Treatment and Management
Treatment for an aortic root abscess involves a combined medical and surgical approach. Medical management begins with long-term intravenous antibiotics aimed at eradicating the infection. The specific antibiotic regimen is tailored based on the identified causative pathogen and its sensitivities. However, antibiotics alone are often insufficient to control the infection, especially if the abscess is extensive or complicated.
Surgical intervention is often recommended early, as it significantly improves outcomes and can be curative. The procedure’s complexity depends on the infection’s extent and tissue damage. The primary goal of surgery is to aggressively debride, or remove, all infected and necrotic tissue. This debridement can leave significant defects in the aortic annulus and the left ventricular outflow tract.
Following debridement, reconstruction of the aortic root is performed. This can range from simple patch repair using autologous pericardium (tissue from the patient’s own pericardium) to complete replacement. For full replacement, a prosthetic valve or a homograft (a human donor valve) may be used. Homografts are often preferred in infected fields due to their resistance to infection and lack of prosthetic material. Complex procedures, like the Bentall procedure, involve replacing the aortic valve, aortic root, and ascending aorta with a composite graft.
A multidisciplinary team, including cardiologists, cardiac surgeons, infectious disease specialists, and intensive care clinicians, manages these patients. Early surgical intervention is generally favored over delayed surgery, leading to better outcomes even if blood cultures are still positive. While a short course of antibiotics (around 24 hours) may be given pre-operatively, prolonged courses should not delay necessary surgical repair.

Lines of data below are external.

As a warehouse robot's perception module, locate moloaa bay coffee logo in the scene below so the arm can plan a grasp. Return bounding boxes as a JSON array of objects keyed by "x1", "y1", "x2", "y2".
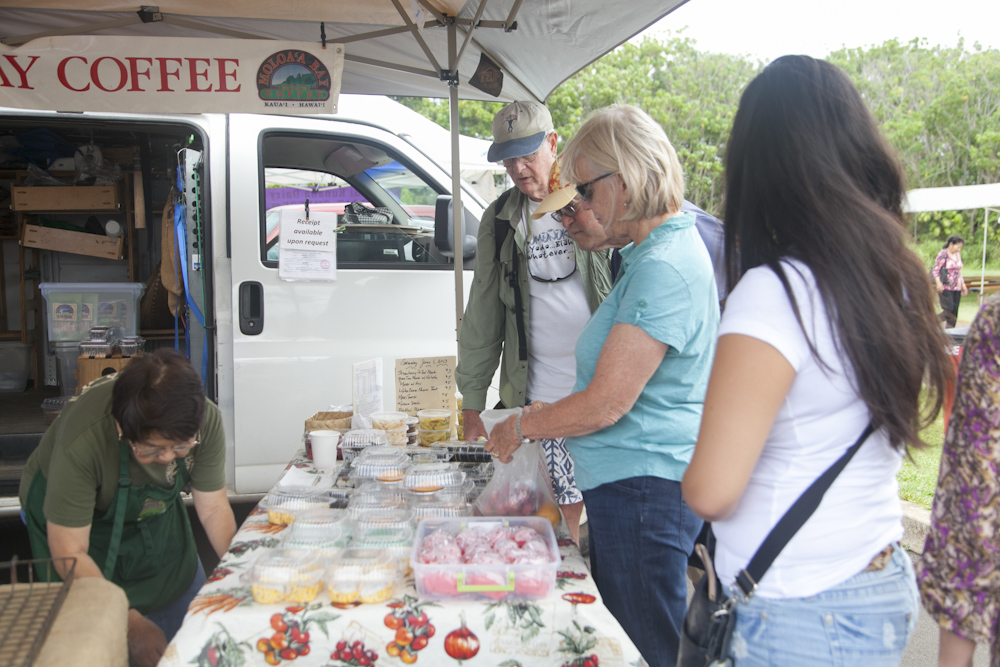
[{"x1": 257, "y1": 49, "x2": 330, "y2": 106}]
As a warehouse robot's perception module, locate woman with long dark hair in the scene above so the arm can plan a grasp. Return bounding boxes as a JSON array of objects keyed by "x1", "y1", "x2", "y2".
[
  {"x1": 931, "y1": 234, "x2": 969, "y2": 327},
  {"x1": 683, "y1": 56, "x2": 951, "y2": 667}
]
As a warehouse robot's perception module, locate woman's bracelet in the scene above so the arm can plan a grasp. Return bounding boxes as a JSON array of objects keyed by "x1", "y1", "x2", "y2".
[{"x1": 514, "y1": 412, "x2": 531, "y2": 445}]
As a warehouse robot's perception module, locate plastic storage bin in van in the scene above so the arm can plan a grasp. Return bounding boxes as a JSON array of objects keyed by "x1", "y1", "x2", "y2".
[
  {"x1": 0, "y1": 343, "x2": 31, "y2": 393},
  {"x1": 38, "y1": 283, "x2": 143, "y2": 342}
]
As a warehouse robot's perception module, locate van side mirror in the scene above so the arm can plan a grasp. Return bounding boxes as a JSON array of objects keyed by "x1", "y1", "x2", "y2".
[{"x1": 434, "y1": 195, "x2": 479, "y2": 260}]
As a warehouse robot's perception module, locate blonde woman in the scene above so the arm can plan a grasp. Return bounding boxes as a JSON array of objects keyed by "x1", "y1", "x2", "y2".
[{"x1": 487, "y1": 106, "x2": 719, "y2": 665}]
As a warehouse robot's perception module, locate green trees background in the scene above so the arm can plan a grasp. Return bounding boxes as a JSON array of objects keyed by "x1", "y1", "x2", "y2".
[{"x1": 397, "y1": 36, "x2": 1000, "y2": 250}]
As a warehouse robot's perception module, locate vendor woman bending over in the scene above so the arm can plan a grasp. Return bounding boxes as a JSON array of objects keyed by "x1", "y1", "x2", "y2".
[{"x1": 20, "y1": 350, "x2": 236, "y2": 666}]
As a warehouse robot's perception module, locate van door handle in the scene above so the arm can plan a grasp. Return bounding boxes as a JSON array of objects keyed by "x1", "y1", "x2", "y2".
[{"x1": 240, "y1": 281, "x2": 264, "y2": 336}]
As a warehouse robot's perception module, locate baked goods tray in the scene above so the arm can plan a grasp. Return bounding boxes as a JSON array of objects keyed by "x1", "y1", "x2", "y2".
[{"x1": 0, "y1": 557, "x2": 76, "y2": 667}]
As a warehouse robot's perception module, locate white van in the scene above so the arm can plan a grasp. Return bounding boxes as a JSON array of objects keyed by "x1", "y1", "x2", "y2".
[{"x1": 0, "y1": 105, "x2": 487, "y2": 495}]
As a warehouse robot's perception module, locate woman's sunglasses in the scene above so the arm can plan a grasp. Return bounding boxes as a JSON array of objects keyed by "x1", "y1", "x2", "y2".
[{"x1": 576, "y1": 171, "x2": 618, "y2": 201}]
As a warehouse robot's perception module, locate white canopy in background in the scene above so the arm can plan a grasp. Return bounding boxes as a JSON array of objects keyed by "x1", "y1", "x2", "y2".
[
  {"x1": 903, "y1": 183, "x2": 1000, "y2": 213},
  {"x1": 0, "y1": 0, "x2": 686, "y2": 329},
  {"x1": 903, "y1": 183, "x2": 1000, "y2": 301},
  {"x1": 0, "y1": 0, "x2": 683, "y2": 101}
]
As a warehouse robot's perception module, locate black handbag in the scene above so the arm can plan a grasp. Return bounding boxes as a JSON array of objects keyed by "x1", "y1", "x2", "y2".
[{"x1": 677, "y1": 422, "x2": 872, "y2": 667}]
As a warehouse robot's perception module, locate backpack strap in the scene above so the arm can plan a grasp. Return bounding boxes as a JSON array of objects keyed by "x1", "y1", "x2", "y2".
[{"x1": 493, "y1": 188, "x2": 528, "y2": 361}]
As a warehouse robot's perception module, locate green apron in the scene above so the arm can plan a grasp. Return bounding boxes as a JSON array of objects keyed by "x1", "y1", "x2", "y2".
[{"x1": 25, "y1": 441, "x2": 198, "y2": 614}]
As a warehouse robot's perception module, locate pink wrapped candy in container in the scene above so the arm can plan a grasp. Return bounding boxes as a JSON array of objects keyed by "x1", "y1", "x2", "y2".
[{"x1": 410, "y1": 517, "x2": 559, "y2": 600}]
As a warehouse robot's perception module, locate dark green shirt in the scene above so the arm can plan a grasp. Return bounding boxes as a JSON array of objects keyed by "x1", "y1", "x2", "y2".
[{"x1": 19, "y1": 375, "x2": 226, "y2": 528}]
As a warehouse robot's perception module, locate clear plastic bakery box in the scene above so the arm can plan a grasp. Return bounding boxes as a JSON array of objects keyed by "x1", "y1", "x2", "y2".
[
  {"x1": 410, "y1": 516, "x2": 560, "y2": 600},
  {"x1": 38, "y1": 283, "x2": 144, "y2": 342}
]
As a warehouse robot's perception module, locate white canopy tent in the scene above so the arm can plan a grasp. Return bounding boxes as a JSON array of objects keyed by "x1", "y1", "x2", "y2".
[
  {"x1": 903, "y1": 183, "x2": 1000, "y2": 300},
  {"x1": 337, "y1": 95, "x2": 507, "y2": 201},
  {"x1": 0, "y1": 0, "x2": 685, "y2": 328}
]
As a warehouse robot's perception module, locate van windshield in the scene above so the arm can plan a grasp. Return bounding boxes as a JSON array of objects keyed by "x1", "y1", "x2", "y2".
[{"x1": 261, "y1": 135, "x2": 450, "y2": 268}]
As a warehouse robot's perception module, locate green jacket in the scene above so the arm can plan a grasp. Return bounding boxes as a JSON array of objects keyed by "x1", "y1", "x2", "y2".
[{"x1": 455, "y1": 188, "x2": 611, "y2": 411}]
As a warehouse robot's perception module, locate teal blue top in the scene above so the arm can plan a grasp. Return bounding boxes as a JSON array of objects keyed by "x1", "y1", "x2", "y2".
[{"x1": 566, "y1": 213, "x2": 719, "y2": 491}]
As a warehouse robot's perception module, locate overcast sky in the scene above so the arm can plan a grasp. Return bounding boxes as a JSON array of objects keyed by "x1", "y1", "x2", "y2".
[{"x1": 647, "y1": 0, "x2": 1000, "y2": 62}]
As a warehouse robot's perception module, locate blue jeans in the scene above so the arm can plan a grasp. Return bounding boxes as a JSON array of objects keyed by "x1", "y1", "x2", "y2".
[
  {"x1": 146, "y1": 558, "x2": 205, "y2": 642},
  {"x1": 583, "y1": 477, "x2": 702, "y2": 667},
  {"x1": 731, "y1": 544, "x2": 920, "y2": 667}
]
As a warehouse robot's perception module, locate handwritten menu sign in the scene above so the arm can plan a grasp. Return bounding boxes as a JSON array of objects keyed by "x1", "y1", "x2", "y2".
[{"x1": 396, "y1": 357, "x2": 455, "y2": 415}]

Complications and Prognosis
If left untreated or delayed, an aortic root abscess can lead to severe complications due to its destructive nature and proximity to vital cardiac structures. The infection can damage the aortic valve, potentially causing severe dysfunction or complete destruction. Spread of the abscess can result in fistulas, abnormal connections between cardiac chambers or major vessels.
The abscess can also extend into the heart’s conduction system, causing electrical rhythm disturbances like heart block, which may necessitate a pacemaker. Other serious complications include pseudoaneurysm formation, a contained rupture of the aortic wall, and systemic embolization, where fragments of infected tissue travel through the bloodstream, potentially causing strokes or infarcts in other organs. Myocardial infarction can also occur if the infection obstructs coronary blood flow.
Despite aggressive medical and surgical treatment, the prognosis for patients with an aortic root abscess remains serious, with high morbidity and mortality. In-hospital mortality rates range from 12.2% to 30%. Survival rates at one and five years post-surgery are approximately 77.2% and 64.0%, respectively. Patients with prosthetic valve endocarditis and those infected with Staphylococcus aureus face a higher risk of mortality. Recurrence of infection after surgery is also a concern, with rates varying depending on the surgical technique. Recovery can be prolonged, often requiring extended antibiotic therapy and close monitoring for recurrent infection or cardiac complications.